Changes in PyArray_FromAny between 1.5.x and 1.6.x
Hello,
In trying to upgrade NumPy within Sage, we notices some differences in behavior between 1.5 and 1.6. In particular, in 1.5, we have
sage: f = 0.5 sage: f.__array_interface__ {'typestr': '=f8'} sage: numpy.array(f) array(0.5) sage: numpy.array(float(f)) array(0.5)
In 1.6, we get the following,
sage: f = 0.5 sage: f.__array_interface__ {'typestr': '=f8'} sage: numpy.array(f) array(0.500000000000000, dtype=object)
This seems to be do to the changes in PyArray_FromAny introduced in https://github.com/mwhansen/numpy/commit/2635398db3f26529ce2aaea4028a8118844... . In particular, _array_find_type used to be used to query our __array_interface__ attribute, and it no longer seems to work. Is there a way to get the old behavior with the current code?
Mike
On Mon, May 28, 2012 at 3:15 AM, Mike Hansen mhansen@gmail.com wrote:
In trying to upgrade NumPy within Sage, we notices some differences in behavior between 1.5 and 1.6. In particular, in 1.5, we have
sage: f = 0.5 sage: f.__array_interface__ {'typestr': '=f8'} sage: numpy.array(f) array(0.5) sage: numpy.array(float(f)) array(0.5)
In 1.6, we get the following,
sage: f = 0.5 sage: f.__array_interface__ {'typestr': '=f8'} sage: numpy.array(f) array(0.500000000000000, dtype=object)
This seems to be do to the changes in PyArray_FromAny introduced in https://github.com/mwhansen/numpy/commit/2635398db3f26529ce2aaea4028a8118844... . In particular, _array_find_type used to be used to query our __array_interface__ attribute, and it no longer seems to work. Is there a way to get the old behavior with the current code?
Any ideas?
Thanks, Mike
On 06/04/2012 09:06 PM, Mike Hansen wrote:
On Mon, May 28, 2012 at 3:15 AM, Mike Hansenmhansen@gmail.com wrote:
In trying to upgrade NumPy within Sage, we notices some differences in behavior between 1.5 and 1.6. In particular, in 1.5, we have
sage: f = 0.5 sage: f.__array_interface__ {'typestr': '=f8'} sage: numpy.array(f) array(0.5) sage: numpy.array(float(f)) array(0.5)

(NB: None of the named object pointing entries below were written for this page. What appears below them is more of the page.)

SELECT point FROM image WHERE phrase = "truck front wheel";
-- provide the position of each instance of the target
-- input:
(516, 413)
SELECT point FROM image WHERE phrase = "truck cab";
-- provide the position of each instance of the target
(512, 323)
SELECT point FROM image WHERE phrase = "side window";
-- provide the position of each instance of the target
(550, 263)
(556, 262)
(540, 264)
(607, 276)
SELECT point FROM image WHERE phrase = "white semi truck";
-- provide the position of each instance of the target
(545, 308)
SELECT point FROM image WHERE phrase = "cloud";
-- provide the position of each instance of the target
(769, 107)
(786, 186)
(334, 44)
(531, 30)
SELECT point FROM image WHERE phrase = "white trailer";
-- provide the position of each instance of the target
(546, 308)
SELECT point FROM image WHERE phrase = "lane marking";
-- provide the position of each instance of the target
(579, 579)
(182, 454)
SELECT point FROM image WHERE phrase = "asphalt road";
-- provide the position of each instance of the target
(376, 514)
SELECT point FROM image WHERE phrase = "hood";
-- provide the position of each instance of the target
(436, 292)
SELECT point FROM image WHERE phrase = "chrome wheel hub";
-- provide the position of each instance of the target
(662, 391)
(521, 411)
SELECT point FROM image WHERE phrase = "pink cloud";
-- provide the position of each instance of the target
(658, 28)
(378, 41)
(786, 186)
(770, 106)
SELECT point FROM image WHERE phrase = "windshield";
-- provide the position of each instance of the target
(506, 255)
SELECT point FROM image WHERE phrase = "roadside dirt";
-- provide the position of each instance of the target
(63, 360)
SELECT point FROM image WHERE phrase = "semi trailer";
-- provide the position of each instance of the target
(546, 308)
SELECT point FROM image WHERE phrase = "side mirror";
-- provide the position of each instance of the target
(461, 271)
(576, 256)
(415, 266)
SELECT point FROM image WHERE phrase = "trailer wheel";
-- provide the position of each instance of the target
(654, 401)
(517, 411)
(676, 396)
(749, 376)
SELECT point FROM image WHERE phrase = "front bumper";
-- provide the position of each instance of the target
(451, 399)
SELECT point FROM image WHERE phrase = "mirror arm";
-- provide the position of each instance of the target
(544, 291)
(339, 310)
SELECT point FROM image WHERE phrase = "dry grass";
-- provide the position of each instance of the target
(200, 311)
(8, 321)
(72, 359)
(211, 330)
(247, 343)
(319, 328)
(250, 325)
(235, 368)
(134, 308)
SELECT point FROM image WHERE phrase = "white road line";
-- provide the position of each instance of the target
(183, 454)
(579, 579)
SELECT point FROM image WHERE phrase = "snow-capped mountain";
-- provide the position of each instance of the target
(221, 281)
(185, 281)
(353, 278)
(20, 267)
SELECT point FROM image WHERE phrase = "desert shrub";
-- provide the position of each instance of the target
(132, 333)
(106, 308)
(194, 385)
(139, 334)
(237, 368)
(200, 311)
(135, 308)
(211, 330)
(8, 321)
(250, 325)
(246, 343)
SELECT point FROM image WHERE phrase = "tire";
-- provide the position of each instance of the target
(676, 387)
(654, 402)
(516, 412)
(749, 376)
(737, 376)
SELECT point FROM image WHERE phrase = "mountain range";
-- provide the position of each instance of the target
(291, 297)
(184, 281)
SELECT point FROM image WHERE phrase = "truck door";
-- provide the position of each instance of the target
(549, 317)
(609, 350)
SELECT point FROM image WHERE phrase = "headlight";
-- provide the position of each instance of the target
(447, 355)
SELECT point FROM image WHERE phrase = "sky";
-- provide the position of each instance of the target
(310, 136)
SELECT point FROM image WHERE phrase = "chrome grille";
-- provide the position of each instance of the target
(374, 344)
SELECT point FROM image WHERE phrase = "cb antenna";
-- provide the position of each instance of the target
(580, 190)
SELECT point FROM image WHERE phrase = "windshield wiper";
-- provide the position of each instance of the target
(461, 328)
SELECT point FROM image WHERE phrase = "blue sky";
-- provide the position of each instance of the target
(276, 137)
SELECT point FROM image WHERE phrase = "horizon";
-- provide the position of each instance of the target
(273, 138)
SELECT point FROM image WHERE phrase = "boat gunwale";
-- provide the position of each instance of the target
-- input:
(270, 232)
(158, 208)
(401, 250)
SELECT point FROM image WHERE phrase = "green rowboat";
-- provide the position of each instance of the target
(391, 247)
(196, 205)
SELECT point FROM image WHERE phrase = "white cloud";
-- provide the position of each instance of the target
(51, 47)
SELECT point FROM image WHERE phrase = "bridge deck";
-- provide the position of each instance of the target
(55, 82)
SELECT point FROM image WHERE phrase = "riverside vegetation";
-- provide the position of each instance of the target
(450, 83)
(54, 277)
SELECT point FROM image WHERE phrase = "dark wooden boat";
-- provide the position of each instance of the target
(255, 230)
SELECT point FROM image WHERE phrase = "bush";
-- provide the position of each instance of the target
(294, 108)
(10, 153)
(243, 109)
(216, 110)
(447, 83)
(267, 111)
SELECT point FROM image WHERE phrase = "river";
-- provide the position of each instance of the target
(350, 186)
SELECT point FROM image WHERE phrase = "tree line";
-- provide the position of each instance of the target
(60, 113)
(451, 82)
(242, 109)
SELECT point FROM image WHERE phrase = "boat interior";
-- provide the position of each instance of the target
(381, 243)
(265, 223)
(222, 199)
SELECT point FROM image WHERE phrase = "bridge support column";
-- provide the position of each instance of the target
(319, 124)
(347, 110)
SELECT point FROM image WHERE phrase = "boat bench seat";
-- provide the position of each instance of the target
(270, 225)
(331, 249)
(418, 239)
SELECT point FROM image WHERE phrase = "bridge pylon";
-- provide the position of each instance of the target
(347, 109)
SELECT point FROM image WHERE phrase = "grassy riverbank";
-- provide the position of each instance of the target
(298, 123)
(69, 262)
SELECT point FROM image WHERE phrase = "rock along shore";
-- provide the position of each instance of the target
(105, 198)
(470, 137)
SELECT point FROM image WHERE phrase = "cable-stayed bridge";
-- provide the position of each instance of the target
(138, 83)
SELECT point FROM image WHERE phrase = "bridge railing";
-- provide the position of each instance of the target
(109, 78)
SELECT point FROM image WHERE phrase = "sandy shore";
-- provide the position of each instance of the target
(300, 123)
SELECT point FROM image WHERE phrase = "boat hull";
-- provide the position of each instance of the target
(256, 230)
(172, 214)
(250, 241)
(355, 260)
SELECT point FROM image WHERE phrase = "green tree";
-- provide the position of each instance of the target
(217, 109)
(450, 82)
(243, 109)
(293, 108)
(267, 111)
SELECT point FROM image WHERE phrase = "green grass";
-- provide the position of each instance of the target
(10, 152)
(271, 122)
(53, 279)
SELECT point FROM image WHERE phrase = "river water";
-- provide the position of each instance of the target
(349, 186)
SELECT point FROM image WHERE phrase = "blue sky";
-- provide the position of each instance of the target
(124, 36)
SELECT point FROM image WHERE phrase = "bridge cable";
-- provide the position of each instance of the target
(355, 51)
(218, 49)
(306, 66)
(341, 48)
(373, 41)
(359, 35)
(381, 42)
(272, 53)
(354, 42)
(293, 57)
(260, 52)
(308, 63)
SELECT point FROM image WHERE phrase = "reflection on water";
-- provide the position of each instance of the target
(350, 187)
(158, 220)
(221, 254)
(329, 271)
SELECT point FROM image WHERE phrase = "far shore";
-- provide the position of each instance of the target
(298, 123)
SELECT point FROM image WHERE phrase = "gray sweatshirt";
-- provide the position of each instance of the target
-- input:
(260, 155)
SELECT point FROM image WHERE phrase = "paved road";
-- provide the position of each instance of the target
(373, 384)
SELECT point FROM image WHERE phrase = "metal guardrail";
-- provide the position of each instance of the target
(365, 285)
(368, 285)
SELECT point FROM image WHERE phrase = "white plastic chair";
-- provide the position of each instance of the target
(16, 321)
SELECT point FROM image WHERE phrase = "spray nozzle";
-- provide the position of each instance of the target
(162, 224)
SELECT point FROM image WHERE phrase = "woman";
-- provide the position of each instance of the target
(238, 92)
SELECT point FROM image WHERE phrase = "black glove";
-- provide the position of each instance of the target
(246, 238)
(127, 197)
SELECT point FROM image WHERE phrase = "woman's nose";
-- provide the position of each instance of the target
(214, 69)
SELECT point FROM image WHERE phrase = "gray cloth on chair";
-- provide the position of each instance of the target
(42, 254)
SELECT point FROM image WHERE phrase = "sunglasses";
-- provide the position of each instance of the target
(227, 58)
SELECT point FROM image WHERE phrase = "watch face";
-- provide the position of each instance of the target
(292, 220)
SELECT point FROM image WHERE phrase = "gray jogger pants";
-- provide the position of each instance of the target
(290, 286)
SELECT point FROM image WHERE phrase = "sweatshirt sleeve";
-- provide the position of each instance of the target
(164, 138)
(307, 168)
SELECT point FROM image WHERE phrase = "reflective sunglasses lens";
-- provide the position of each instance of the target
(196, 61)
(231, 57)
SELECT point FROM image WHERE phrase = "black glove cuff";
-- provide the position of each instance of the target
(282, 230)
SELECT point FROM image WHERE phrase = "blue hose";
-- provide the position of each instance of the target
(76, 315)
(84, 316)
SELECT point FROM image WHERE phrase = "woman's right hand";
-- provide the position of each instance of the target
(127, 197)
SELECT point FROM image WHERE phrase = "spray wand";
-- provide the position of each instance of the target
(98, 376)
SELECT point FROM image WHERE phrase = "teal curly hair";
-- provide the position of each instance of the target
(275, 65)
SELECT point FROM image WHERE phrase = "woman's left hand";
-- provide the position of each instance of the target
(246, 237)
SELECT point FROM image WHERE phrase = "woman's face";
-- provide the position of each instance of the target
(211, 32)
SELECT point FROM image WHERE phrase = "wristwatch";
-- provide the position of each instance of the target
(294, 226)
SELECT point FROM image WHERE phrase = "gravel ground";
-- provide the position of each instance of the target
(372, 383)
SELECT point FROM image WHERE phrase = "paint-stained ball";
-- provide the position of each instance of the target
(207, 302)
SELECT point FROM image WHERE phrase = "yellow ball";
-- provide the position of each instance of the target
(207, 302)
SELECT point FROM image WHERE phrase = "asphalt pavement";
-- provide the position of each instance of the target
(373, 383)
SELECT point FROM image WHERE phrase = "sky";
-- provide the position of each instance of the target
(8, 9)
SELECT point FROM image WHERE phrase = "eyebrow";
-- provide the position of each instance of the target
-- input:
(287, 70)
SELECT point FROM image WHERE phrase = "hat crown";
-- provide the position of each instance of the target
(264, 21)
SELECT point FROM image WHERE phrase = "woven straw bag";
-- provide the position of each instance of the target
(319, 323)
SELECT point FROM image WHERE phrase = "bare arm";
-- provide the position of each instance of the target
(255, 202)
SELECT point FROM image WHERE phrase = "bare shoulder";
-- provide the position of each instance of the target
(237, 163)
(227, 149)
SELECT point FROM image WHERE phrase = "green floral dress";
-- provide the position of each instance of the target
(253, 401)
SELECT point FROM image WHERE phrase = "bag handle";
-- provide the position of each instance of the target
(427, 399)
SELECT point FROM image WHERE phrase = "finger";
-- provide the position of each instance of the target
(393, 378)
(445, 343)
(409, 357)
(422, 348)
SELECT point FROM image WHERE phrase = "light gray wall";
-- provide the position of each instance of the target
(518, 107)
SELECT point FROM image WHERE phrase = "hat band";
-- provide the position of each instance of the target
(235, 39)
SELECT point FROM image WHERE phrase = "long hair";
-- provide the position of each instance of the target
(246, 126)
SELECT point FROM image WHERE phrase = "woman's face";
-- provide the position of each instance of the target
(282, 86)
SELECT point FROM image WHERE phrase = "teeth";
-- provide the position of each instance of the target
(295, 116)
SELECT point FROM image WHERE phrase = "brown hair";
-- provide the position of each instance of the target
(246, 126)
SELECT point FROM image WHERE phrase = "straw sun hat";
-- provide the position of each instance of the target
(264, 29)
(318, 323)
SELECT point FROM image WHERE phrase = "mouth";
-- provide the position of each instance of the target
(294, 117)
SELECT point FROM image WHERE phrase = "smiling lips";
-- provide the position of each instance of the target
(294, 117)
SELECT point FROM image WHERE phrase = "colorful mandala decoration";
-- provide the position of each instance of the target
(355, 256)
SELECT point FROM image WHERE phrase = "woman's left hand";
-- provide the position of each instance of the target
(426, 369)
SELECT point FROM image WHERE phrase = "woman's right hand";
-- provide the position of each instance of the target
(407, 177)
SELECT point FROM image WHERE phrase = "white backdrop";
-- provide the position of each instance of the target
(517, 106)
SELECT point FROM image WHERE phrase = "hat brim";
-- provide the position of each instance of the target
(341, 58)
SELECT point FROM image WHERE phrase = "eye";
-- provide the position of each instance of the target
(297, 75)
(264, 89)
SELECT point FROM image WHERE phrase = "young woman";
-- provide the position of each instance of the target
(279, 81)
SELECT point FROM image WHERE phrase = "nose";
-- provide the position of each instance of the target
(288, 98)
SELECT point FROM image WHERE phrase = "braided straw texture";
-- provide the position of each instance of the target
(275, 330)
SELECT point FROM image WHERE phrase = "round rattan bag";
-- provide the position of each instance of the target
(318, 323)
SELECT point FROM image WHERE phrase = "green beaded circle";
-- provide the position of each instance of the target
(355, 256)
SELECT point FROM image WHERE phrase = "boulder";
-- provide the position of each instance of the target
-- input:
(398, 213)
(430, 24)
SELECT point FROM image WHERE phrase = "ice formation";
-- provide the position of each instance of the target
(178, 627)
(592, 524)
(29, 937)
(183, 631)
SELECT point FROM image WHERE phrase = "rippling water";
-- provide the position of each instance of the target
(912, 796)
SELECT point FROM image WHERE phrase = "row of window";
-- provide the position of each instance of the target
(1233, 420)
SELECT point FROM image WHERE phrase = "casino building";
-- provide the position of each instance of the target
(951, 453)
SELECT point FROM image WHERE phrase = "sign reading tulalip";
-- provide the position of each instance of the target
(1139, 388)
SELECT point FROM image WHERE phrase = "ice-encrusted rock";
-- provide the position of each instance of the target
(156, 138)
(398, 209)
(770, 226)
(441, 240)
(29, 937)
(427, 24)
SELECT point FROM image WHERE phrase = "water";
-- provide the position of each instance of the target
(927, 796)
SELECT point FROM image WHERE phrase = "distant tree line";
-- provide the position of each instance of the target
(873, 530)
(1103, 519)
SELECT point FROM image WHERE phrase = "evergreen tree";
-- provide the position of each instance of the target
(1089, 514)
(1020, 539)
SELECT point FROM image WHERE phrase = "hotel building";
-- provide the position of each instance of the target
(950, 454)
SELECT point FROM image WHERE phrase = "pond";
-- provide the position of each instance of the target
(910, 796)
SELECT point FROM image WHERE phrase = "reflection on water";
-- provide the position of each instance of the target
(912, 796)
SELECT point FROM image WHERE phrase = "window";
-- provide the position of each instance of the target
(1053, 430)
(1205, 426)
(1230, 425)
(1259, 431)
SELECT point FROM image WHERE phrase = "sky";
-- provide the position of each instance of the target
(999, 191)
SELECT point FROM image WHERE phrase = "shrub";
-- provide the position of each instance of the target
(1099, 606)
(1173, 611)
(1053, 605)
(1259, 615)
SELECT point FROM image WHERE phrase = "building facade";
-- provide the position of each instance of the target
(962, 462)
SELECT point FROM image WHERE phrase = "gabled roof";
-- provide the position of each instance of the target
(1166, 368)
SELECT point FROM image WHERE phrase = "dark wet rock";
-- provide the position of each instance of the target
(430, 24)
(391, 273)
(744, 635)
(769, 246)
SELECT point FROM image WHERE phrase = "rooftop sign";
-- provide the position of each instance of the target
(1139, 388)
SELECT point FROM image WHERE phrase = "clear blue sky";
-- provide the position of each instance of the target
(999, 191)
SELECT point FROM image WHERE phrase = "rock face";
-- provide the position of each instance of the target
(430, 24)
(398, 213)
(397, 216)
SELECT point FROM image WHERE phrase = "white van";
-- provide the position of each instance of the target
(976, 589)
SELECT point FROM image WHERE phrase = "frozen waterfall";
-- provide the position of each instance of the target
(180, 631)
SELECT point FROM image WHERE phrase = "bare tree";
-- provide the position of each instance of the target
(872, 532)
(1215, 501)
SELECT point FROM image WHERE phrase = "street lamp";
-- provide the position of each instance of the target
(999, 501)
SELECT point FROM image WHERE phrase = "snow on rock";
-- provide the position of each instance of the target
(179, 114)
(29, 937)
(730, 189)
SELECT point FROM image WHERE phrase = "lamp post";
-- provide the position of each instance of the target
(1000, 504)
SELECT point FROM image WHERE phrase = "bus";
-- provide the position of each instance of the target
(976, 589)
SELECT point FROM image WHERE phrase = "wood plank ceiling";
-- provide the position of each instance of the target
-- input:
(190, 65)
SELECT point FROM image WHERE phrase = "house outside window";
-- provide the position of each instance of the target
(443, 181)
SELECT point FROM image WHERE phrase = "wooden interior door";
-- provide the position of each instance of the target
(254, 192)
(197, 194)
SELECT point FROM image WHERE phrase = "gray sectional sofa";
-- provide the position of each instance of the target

In 1.6, we get the following,
sage: f = 0.5 sage: f.__array_interface__ {'typestr': '=f8'} sage: numpy.array(f) array(0.500000000000000, dtype=object)
This seems to be do to the changes in PyArray_FromAny introduced in https://github.com/mwhansen/numpy/commit/2635398db3f26529ce2aaea4028a8118844... . In particular, _array_find_type used to be used to query our __array_interface__ attribute, and it no longer seems to work. Is there a way to get the old behavior with the current code?
No idea. If you want to spend the time to fix this properly, you could implement PEP 3118 and use that instead to export your array data (which can be done from Cython using __getbuffer__ on a Cython class).
Dag
Can you raise an issue on the Github issue tracker for NumPy? These issues will be looked at more closely. This kind of change should not have made it in to the release.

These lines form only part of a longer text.